Uncertain about how to get BX tag from longranger
Closed this issue · 3 comments
Hi,
Thanks in advance for any help. I'm running arks 1.0.2
, but my question is in reference to documentation on generating the interleaved input using longranger
. I tried running longranger
(v 2.2.2
) using this command
longranger basic --id=ID --fastqs=/path/to/10x/fastqs
Where my fastq files are:
sample_S1_L003_I1_001.fastq.gz
sample_S1_L003_R1_001.fastq.gz
sample_S1_L003_R2_001.fastq.gz
And the output (barcoded.fastq.gz
) is missing a BX tag
e.g.,
zcat barcoded.fastq.gz | head
@A00127:62:H5YY7DSXX:3:1369:9200:5462
AAGAAAGAAAGAAAGGGGATTGGTTACCAGGAAGAATAGAGGAAAGAGGTGGAAAGAATGGGGAAAAGGCAGGAGGGAGGAAAGGAGGGGTGCGACACTTCTCAGAATACACATTTCTGCATAACTC
+
FF:FFFFFFFFFFFFFFFFFFFFFFFFFFFFFFFFFFFFFFFFFFFFF:FFFFFF:FFFFFFFFFFFFFFFFFFFFFFFFFFFFFFFFFFFFFFFFFFFFFFFFFFFFFFFFFFFFFFFFFFFFFFF
The sequencing center ran this command to generate the fastq files
module load bcl2fastq2
module load longranger
longranger mkfastq --run=$RP \
--csv=samplesheet.csv \
--use-bases-mask=Y150n,I8nn,n*,Y150n \
--ignore-dual-index > longranger_fq.out 2>&1
Perhaps the lack of the BX tag is due to me using the processed reads, but it looks like longranger basic
should be run on the demultiplexed reads from mkfastq
.
I tried running calcBarcodeMultiplicities.pl
on barcoded.fastq.gz
, which produces an output that looks like this:
head read_multiplicities.csv
CGCTTCAGTACAGCAG-1,99144
CGGACTGCACCTCGTT-1,91144
CAGAATCCACGCATCG-1,81924
but when arks
is run like this:
arks -p full -f draft_assembly.fasta read_multiplicities.csv barcoded.fastq.gz
it dies with this error:
Reading user inputs...
Finished reading user inputs...entering runArks()...
Entered runArks()...
Running: arks 1.0.2
pid 14326
-p full
-f draft_assembly.fasta
-a
-q
-w
-i
-o 0
-c 5
-k 30
-g 1
-j 0.55
-l 0
-z 500
-b draft_assembly.fasta.scaffk-method_c5_k30_g1_j0.55_l0_d0_e30000_r0.05
Min index multiplicity: 50
Max index multiplicity: 10000
-d 0
-e 30000
-r 0.05
-t 1
-v 0
---We are using KMER method.---
=>Preprocessing: Gathering barcode multiplicity information...Tue Oct 16 09:55:25 2018
Could not open . --fatal.
I'm guessing that this error is simply tied to not correctly generating the barcoded.fastq.gz
file correctly. Do you have any suggestions? Thanks! Zack
Hi Zack,
Have you looked further into your barcoded.fastq.gz
? Because the output from longranger basic
is sorted by barcode, I often do find that the first few reads in that file don't have an associated barcode (Likely due to sequencing error, so the program is unable to assign a barcode on the whitelist).

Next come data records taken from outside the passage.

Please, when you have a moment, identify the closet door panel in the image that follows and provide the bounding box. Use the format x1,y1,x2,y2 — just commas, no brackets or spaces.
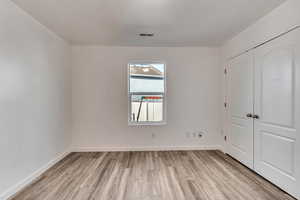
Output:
228,53,253,169
254,28,300,198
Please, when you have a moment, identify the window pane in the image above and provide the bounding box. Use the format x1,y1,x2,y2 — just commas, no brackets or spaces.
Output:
129,64,164,93
131,95,163,122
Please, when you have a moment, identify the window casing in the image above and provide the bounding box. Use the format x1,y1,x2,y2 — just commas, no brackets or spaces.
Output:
128,62,166,125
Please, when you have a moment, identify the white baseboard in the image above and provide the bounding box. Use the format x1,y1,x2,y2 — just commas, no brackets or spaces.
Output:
0,145,223,200
0,151,71,200
72,145,223,152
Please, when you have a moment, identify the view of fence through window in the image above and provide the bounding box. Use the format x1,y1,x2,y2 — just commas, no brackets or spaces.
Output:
129,63,165,123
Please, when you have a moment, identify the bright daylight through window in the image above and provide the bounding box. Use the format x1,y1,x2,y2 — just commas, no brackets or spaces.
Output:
128,63,166,125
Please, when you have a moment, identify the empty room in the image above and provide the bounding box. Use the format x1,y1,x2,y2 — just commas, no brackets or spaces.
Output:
0,0,300,200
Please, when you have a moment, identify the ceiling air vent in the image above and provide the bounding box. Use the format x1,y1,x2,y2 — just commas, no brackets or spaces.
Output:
140,33,154,37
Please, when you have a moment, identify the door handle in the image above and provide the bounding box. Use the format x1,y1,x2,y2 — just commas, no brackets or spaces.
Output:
253,115,259,119
246,113,253,118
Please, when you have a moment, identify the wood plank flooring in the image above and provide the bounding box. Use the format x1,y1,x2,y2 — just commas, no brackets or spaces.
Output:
9,151,293,200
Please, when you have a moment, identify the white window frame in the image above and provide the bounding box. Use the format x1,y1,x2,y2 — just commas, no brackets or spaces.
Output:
127,61,167,126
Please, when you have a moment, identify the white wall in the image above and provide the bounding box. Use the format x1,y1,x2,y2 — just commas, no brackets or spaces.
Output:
222,0,300,58
72,46,221,150
221,0,300,152
0,0,71,199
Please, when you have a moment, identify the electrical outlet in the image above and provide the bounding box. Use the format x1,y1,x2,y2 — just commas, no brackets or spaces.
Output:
193,132,197,138
185,132,191,138
151,133,156,139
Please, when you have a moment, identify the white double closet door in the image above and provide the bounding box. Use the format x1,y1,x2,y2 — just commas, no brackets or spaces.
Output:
227,30,300,198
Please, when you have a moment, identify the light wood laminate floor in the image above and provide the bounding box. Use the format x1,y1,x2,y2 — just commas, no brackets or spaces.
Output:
13,151,293,200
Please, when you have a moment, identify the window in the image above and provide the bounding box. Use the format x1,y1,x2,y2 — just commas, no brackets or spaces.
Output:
128,62,166,125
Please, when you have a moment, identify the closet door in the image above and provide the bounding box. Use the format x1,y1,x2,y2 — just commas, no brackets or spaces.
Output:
254,28,300,196
227,53,254,169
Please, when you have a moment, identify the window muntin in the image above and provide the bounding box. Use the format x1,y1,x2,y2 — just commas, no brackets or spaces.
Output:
128,63,166,125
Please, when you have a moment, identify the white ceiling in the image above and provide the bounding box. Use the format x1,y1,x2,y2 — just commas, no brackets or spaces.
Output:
12,0,285,46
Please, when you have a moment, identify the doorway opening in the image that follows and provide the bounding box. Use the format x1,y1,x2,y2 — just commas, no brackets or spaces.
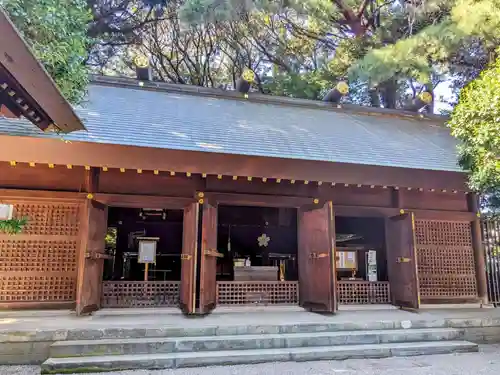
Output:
335,216,391,305
102,207,183,307
216,205,298,305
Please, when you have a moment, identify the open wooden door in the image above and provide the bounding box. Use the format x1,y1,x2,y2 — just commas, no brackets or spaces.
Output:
199,200,221,314
179,202,200,314
386,212,420,309
298,202,337,313
76,200,108,315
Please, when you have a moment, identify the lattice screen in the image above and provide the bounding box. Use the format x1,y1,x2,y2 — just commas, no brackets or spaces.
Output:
415,220,477,300
101,281,180,307
337,281,391,305
0,202,80,303
217,281,299,305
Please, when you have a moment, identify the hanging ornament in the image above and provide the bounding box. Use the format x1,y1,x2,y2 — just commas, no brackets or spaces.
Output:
257,233,271,247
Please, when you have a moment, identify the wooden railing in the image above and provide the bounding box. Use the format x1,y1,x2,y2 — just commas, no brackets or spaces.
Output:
101,281,180,307
217,281,299,305
337,280,391,305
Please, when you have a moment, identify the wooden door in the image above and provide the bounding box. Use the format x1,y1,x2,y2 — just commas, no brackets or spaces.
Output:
298,202,337,312
179,202,200,314
76,200,108,315
199,201,221,314
386,213,420,309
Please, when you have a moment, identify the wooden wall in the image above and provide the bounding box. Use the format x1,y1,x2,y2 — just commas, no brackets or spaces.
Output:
0,163,476,308
0,195,81,309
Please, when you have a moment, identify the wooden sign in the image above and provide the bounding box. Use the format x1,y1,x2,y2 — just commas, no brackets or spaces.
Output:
337,251,358,270
137,237,160,264
0,204,14,220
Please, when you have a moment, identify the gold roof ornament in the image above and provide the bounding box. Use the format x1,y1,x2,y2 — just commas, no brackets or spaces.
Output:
241,69,255,83
134,55,149,68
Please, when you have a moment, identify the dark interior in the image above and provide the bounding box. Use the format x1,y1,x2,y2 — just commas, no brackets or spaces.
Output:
104,207,183,281
335,216,388,281
217,205,298,281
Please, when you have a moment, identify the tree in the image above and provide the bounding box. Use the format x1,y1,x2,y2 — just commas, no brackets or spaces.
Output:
351,0,500,108
449,51,500,212
0,0,92,103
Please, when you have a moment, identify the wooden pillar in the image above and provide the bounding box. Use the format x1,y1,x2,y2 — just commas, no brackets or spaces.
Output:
76,168,107,315
391,188,401,208
467,193,488,304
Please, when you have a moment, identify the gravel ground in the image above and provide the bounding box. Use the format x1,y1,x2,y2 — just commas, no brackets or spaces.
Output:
0,345,500,375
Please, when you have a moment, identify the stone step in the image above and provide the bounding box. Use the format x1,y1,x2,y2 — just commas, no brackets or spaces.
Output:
50,328,462,358
42,341,478,374
53,318,454,341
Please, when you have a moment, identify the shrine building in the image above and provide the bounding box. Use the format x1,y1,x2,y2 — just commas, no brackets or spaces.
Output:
0,70,487,314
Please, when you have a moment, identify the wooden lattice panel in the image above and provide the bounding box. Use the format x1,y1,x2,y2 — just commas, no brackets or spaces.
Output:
101,281,180,307
14,203,80,236
415,220,472,247
415,220,477,300
217,281,299,305
337,281,391,305
0,201,80,303
0,241,78,273
0,273,76,303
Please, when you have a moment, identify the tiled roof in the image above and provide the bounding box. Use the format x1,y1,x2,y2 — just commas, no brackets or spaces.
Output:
0,84,461,171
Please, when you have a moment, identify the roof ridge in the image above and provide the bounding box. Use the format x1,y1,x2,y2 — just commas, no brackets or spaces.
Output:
91,75,447,124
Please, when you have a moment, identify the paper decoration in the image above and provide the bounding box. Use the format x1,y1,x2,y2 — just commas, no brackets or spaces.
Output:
0,204,14,220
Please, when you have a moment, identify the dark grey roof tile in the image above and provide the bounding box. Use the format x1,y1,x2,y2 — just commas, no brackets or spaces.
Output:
0,85,460,171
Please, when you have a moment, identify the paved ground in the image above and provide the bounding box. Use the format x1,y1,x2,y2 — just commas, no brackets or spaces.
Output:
0,345,500,375
0,305,500,334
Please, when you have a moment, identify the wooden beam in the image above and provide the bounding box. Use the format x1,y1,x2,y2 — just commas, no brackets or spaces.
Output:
0,301,76,311
333,206,474,221
0,10,85,132
0,135,468,191
93,193,195,210
205,192,314,208
0,189,86,204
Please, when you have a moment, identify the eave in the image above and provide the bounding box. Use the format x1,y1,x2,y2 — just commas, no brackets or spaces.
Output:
0,10,85,133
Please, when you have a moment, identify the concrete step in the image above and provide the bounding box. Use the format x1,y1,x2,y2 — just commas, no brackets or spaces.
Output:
54,315,454,341
50,328,462,358
42,341,478,374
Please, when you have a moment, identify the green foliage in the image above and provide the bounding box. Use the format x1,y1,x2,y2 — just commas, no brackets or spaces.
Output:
0,218,28,234
350,0,500,84
0,0,92,103
449,51,500,209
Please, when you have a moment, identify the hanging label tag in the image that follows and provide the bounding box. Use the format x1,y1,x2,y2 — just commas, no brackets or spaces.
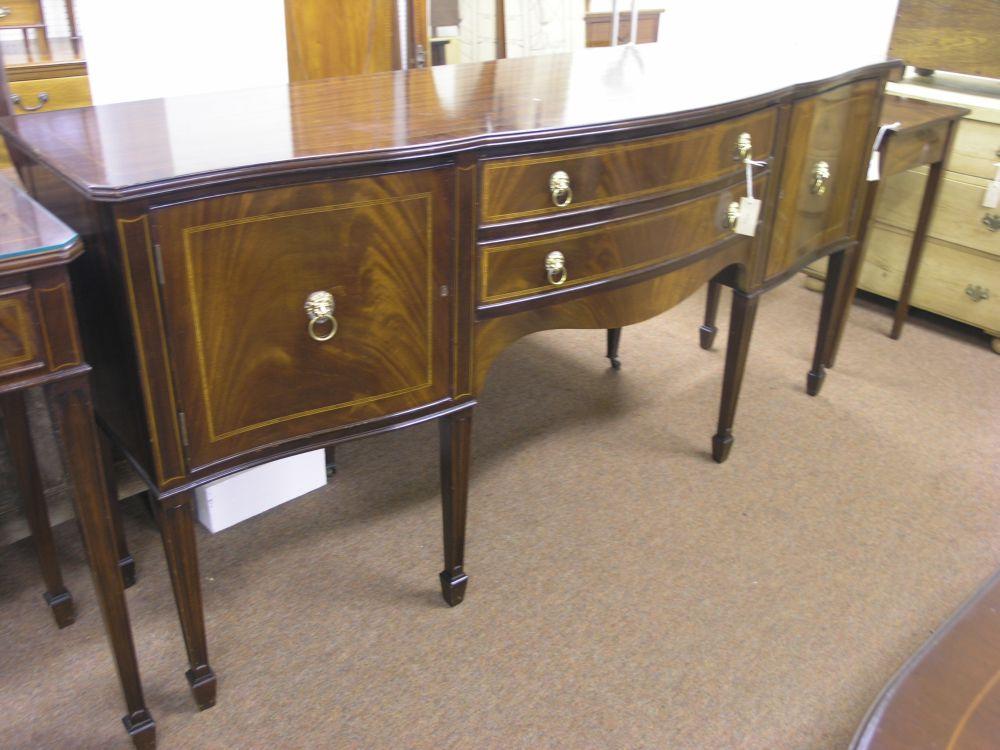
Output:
983,161,1000,208
733,197,760,237
868,122,902,182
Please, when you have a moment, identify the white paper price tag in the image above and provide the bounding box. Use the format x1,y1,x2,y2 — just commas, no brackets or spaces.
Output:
733,197,760,237
868,122,902,182
983,161,1000,208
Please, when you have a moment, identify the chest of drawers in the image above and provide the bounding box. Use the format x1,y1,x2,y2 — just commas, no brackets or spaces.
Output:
0,47,897,748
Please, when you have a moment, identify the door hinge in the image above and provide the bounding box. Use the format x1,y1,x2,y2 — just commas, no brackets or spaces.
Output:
177,411,191,448
153,242,164,286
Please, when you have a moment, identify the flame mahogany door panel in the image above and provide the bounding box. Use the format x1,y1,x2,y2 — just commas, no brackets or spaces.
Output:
765,81,880,279
153,169,454,470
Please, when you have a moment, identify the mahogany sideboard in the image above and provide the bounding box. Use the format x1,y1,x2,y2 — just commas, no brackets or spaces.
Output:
0,45,899,750
0,178,156,747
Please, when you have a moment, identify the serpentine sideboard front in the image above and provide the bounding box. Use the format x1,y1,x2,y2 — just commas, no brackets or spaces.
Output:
0,46,899,748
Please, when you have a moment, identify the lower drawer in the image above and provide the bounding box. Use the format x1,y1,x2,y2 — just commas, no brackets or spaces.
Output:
810,224,1000,334
479,178,765,305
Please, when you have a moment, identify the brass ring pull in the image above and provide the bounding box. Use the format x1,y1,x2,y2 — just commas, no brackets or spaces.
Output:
724,201,740,229
809,161,830,195
733,133,753,161
10,91,49,112
549,169,573,208
305,292,337,341
545,250,568,286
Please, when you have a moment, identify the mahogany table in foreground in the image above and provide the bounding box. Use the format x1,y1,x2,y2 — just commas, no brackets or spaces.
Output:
0,180,156,747
851,571,1000,750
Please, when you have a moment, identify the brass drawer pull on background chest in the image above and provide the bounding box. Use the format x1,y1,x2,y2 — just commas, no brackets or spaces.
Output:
809,161,830,195
545,250,568,286
965,284,990,302
305,292,337,341
733,133,753,160
549,170,573,208
10,93,49,112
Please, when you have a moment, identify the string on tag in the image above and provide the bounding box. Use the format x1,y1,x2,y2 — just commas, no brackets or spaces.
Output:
868,122,903,182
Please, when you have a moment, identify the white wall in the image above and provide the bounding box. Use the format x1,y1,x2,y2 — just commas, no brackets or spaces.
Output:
77,0,288,104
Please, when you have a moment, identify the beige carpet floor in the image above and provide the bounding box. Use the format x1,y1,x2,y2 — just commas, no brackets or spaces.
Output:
0,281,1000,750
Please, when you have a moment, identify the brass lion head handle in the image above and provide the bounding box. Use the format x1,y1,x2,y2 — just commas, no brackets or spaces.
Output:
549,169,573,208
305,292,337,341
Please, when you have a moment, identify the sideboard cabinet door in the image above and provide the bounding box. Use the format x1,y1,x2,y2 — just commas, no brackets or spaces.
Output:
765,81,879,279
152,169,454,470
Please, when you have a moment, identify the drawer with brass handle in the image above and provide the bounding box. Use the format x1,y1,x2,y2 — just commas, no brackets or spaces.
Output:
8,76,91,114
479,177,766,308
0,0,43,29
480,109,776,224
147,169,456,465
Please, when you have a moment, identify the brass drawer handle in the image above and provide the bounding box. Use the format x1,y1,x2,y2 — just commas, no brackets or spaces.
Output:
305,292,337,341
965,284,990,302
545,250,568,286
723,201,740,229
809,161,830,195
733,133,753,161
549,169,573,208
10,91,49,112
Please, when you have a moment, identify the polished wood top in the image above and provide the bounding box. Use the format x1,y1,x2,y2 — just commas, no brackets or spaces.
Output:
880,95,969,133
0,45,898,200
851,571,1000,750
0,177,81,274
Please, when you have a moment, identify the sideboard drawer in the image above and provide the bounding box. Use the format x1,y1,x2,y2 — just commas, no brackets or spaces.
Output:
153,170,454,466
8,76,91,114
479,177,765,306
765,81,878,279
481,109,777,223
0,0,42,28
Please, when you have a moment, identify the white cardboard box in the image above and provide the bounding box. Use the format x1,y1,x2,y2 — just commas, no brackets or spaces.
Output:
194,450,326,534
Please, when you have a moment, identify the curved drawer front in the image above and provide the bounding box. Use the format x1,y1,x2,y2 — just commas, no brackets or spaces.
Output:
154,171,453,466
479,177,765,306
765,81,877,279
481,109,777,223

For example, if I head into the reads file used for the NA12878 human tests in the ARKS paper:
[lcoombe@lcoombe01 outs]$ gunzip -c barcoded.fastq.gz |head -n 8
@E00247:267:HMVT3CCXX:1:2202:19329:3823
AAAGGAGGGAGGAAGGAAGGAGGGAAAGAAAGAGAAAGAAAGAAAAAGAAAGAGAGAGAGAGAGAAAGAAAGAAAGAAAGAAAGAAAGAAAGAAAGAAAGAAAGAAAGAAAAAGAAAAAGAGAGAAAG
+
KKKKKKKKKFKFKKKKKKKKKKKKKKKKKKKKKKKKKKKKKKKKFKKKKKKKKKKKKKKKKKFKKKFKKKKKKKKKKKKKKKKKKFKKKKKKK7FKKKKAFKKKFKKKKKKKKAKAA7F,<F<<<7<A
@E00247:267:HMVT3CCXX:1:2202:19329:3823
CTGTGATCAATTAAGCAGCTGACCAGTCGTTACCCGCTCCTCCCTGCTCTTGCTACCCAATAAATACGAAGGGCTGTAGAAACTCAGGGTGGCTGCTGCCTTTGCTCACTAGAAGCAGGGAGCCCTTTTCTTCTTCCCCTGGCCCCTTCCT
+
AAFFFKKKKKKKKKKKKKKKKKKKKKKKKKKKKKKKKKKKKKKKKKKKKKKKKKKKKKKKKKKKKKKKKKKKKKKAKKKKKKKKKKKKKKKKKKKFKKKKKKKKKKKKKKKKKKKKKKKKKFFAKFKKKKKKKKKKAKKKFFFF7FFKKFK
But, there are associated barcodes when I look further into the file:
[lcoombe@lcoombe01 outs]$ gunzip -c barcoded.fastq.gz |grep -n "BX" |head -n 4
8641:@E00247:267:HMVT3CCXX:2:1207:19522:61714 BX:Z:AAACACCAGACAATAC-1
8645:@E00247:267:HMVT3CCXX:2:1207:19522:61714 BX:Z:AAACACCAGACAATAC-1
8649:@E00247:267:HMVT3CCXX:5:2110:13210:41638 BX:Z:AAACACCAGACAATAC-1
8653:@E00247:267:HMVT3CCXX:5:2110:13210:41638 BX:Z:AAACACCAGACAATAC-1
You are getting that error because you need to specify the read_multiplicities.csv
file that you generated with -a
:
arks -p full -f draft_assembly.fasta -a read_multiplicities.csv barcoded.fastq.gz
Hope that helps!
Lauren
@lcoombe Thanks for your prompt response. You are correct. The BX tags are there for some reads. I wasn't aware that they would only be there in a subset. The -a
flag seems to have done the trick! Thanks for spotting it! Okay to close. I'll open another issue if something else comes up.